Des salaires en deçà du niveau d'équité
Au cœur de la manifestation, Mia Ferret von Kochems, membre de l'inter-orga féministe de Montpellier, a porté haut les revendications de plusieurs sections féministes. Elle a rappelé : "L'écart salarial entre les hommes et les femmes reste significatif, notamment dans le secteur privé." Selon les dernières données de l'INSEE, en 2024, les femmes gagnent en moyenne 14 % de moins que les hommes, pour un même temps de travail. Mia a également pointé du doigt la sous-représentation des femmes dans des postes à responsabilité, précisant que seulement un quart des 1 % des postes les mieux rémunérés dans le secteur privé sont occupés par des femmes.
Conséquences des politiques budgétaires
La militante a aussi dénoncé les répercussions des coupes budgétaires sur les services sociaux : "Avec leur politique d’austérité, moins d'argent est alloué au social et les femmes en subissent les conséquences en premier lieu." En raison de leur sur-représentation dans les emplois précaires et à temps partiel, les femmes dépendent fortement des aides sociales. Vice-présidente du Planning Familial de l'Hérault, elle a exprimé son inquiétude face à l'avenir de son association, déclarant : "À Montpellier, notre déficit budgétaire est critique, nous sommes au bord de la fermeture !" Cela met en évidence la fragilité des services destinés à garantir l'égalité des droits et l'accès aux soins, notamment liés à la sexualité.
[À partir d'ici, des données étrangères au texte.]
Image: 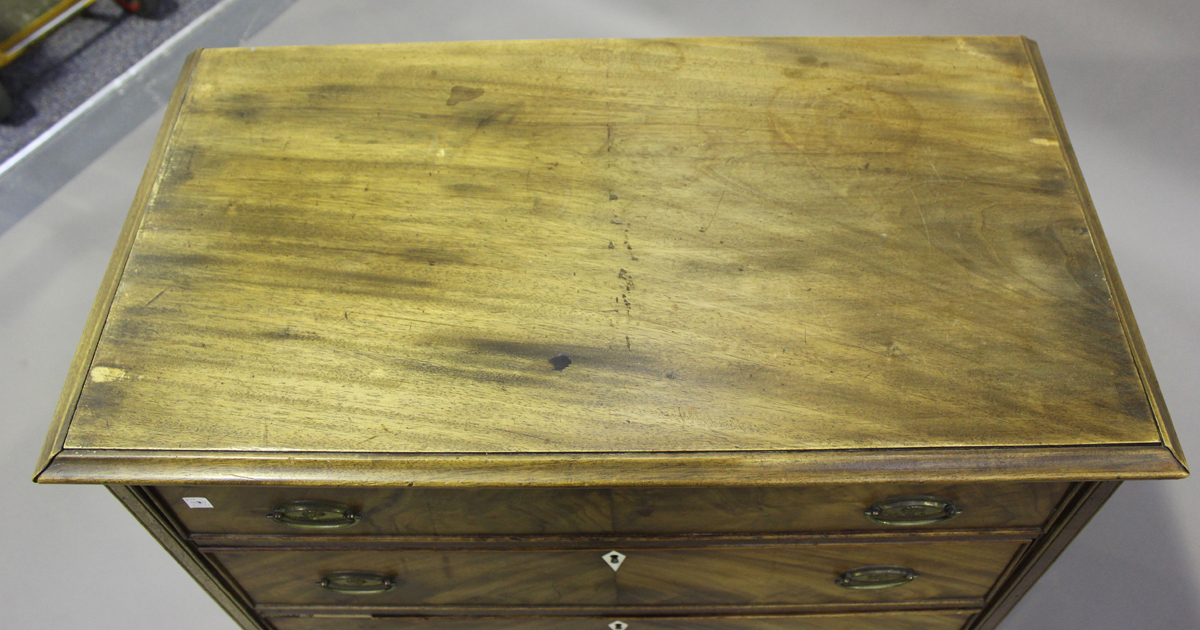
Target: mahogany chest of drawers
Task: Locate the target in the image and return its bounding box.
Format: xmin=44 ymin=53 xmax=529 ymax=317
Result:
xmin=36 ymin=37 xmax=1187 ymax=630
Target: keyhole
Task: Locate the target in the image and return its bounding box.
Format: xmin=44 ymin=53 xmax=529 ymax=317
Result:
xmin=600 ymin=551 xmax=625 ymax=571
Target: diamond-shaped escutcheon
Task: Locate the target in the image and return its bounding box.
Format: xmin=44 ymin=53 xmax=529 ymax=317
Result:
xmin=601 ymin=551 xmax=625 ymax=571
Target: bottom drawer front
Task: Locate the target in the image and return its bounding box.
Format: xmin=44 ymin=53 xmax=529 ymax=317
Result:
xmin=271 ymin=611 xmax=974 ymax=630
xmin=211 ymin=542 xmax=1022 ymax=606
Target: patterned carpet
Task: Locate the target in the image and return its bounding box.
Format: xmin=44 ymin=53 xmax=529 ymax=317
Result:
xmin=0 ymin=0 xmax=220 ymax=162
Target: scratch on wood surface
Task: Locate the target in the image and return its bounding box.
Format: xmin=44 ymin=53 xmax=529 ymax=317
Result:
xmin=142 ymin=289 xmax=167 ymax=306
xmin=700 ymin=186 xmax=730 ymax=232
xmin=908 ymin=188 xmax=934 ymax=252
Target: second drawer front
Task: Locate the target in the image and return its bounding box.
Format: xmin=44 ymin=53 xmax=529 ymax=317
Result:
xmin=210 ymin=542 xmax=1022 ymax=606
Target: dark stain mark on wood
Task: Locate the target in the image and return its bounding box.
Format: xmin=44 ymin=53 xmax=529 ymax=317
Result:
xmin=263 ymin=326 xmax=320 ymax=341
xmin=550 ymin=354 xmax=571 ymax=372
xmin=446 ymin=85 xmax=484 ymax=107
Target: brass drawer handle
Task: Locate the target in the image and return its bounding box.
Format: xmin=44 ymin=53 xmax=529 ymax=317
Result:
xmin=317 ymin=571 xmax=396 ymax=595
xmin=863 ymin=496 xmax=962 ymax=527
xmin=266 ymin=499 xmax=362 ymax=529
xmin=834 ymin=564 xmax=917 ymax=590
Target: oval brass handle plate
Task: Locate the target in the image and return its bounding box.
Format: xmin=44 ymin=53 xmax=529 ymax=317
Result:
xmin=834 ymin=564 xmax=917 ymax=590
xmin=317 ymin=571 xmax=396 ymax=595
xmin=863 ymin=496 xmax=962 ymax=527
xmin=266 ymin=499 xmax=362 ymax=529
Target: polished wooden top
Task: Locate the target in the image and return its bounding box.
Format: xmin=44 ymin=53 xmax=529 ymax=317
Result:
xmin=32 ymin=37 xmax=1184 ymax=482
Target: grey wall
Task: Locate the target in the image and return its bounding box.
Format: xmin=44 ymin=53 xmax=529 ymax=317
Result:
xmin=0 ymin=0 xmax=1200 ymax=630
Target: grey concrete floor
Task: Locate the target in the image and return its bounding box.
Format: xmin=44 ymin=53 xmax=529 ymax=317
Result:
xmin=7 ymin=0 xmax=1200 ymax=630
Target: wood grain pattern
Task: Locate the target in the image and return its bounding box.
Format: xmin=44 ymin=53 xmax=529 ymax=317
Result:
xmin=44 ymin=38 xmax=1160 ymax=470
xmin=271 ymin=611 xmax=972 ymax=630
xmin=37 ymin=444 xmax=1188 ymax=487
xmin=108 ymin=486 xmax=270 ymax=630
xmin=34 ymin=52 xmax=199 ymax=480
xmin=155 ymin=484 xmax=1068 ymax=536
xmin=1025 ymin=40 xmax=1188 ymax=469
xmin=971 ymin=481 xmax=1121 ymax=630
xmin=209 ymin=542 xmax=1022 ymax=606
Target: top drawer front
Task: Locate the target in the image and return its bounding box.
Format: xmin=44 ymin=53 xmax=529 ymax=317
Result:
xmin=271 ymin=611 xmax=971 ymax=630
xmin=156 ymin=484 xmax=1069 ymax=535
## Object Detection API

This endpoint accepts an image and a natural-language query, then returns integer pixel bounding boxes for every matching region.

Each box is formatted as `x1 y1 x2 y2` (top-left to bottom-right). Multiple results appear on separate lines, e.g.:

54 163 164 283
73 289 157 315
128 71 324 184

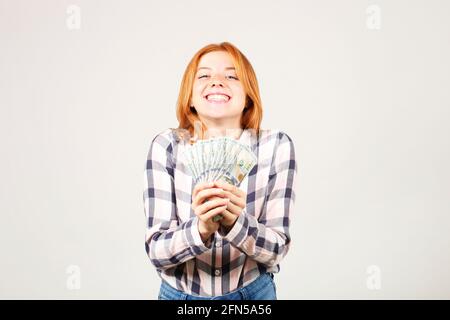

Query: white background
0 0 450 299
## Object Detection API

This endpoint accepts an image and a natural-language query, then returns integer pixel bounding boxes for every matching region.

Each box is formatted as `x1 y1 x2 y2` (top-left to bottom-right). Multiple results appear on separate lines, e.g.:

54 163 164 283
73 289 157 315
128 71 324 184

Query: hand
214 180 247 230
192 182 229 242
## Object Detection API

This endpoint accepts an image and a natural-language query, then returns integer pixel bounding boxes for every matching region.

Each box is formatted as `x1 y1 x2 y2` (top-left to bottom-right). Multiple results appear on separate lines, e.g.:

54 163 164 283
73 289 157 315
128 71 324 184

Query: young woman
144 42 297 300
Des experts en économie sociale insistent également sur l'importance d'adopter des politiques qui soutiennent l'égalité des genres, car non seulement cela profite aux femmes, mais cela a aussi un impact positif sur l'économie globale. La question de l'égalité de rémunération et l'accès aux postes de pouvoir doivent devenir une priorité nationale si la France souhaite construire un avenir social plus équitable.